The Conservative party’s electoral system won an unlikely compliment this afternoon from Labour MP Ian Austin, who declared that it showed how a ‘serious party’ operated. It might look serious compared with the fiasco of Labour’s leadership crisis, but does the election of a new Prime Minister really have to be dragged out over two months, and at a time when the country is crying out for someone to take leadership over Brexit?

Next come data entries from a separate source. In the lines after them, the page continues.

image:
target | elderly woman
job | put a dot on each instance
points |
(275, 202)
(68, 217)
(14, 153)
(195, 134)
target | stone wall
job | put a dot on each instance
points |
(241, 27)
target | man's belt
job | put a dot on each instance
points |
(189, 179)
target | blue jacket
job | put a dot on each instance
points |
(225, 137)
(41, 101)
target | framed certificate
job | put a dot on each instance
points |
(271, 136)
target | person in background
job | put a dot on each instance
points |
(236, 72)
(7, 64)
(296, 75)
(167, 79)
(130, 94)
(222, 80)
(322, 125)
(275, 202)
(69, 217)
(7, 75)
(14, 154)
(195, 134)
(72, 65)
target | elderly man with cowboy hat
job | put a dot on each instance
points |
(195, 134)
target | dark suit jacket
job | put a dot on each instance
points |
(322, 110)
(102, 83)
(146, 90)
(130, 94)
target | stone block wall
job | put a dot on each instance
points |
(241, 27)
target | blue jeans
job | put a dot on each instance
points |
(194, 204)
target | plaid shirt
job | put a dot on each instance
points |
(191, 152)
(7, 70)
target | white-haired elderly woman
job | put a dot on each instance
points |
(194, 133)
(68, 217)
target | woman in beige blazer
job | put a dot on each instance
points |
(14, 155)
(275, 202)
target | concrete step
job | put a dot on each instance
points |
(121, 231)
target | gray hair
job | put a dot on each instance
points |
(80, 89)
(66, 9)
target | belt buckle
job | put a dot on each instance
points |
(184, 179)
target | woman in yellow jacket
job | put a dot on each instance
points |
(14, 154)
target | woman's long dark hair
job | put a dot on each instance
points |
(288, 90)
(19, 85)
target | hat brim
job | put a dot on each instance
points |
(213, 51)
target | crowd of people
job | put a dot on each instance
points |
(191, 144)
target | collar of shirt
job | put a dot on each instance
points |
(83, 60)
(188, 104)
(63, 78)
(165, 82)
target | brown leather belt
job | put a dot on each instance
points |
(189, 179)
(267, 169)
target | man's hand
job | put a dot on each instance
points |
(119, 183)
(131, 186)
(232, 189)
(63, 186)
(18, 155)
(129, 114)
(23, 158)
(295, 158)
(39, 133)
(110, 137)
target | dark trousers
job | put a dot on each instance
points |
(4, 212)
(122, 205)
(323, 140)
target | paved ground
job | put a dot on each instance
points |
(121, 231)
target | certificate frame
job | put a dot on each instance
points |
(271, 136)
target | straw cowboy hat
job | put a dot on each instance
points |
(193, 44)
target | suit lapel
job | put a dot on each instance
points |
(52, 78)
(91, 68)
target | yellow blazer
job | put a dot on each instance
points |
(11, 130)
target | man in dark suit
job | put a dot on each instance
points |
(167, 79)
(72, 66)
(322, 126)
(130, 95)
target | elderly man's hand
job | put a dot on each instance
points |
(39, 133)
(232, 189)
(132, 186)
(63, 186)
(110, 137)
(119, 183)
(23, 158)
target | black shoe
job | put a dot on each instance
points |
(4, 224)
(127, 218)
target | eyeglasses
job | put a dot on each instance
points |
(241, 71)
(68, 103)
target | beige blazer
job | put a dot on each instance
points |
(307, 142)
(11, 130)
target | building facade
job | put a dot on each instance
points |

It is bizarre that 100,000 Conservative party members are deemed to require twice as long to make up their minds as 46 million UK voters have to decide in a general election campaign. Until 2001 the Conservative party leadership was decided on fairly quickly via a ballot exclusively of MPs. For that year’s election the franchise was extended to all Conservative party members. There is something to be said for that – even if it installed Iain Duncan Smith as leader. But too little thought was given to the situation in which the party now finds itself – with a Conservative leader resigning while Prime Minister. In opposition, no-one much cares if Conservative party associations spend two months grilling candidates on the rubber chicken circuit. But when markets are in panic it is rather a different matter.
Why can’t Tory members decide on their new leader in a week, via a couple of hustings live-streamed over the internet? Such is the need for the leadership to decide quickly that ordinary Conservative party members are likely to lose the franchise they won 15 years ago. With an emphatic win for Theresa May in the first ballot, there will be such pressure on the other candidates to withdraw from the contest after the two ballots this week that we are likely to have a new Prime Minister without ordinary members having a say. That would have been unnecessary had the current situation been foreseen.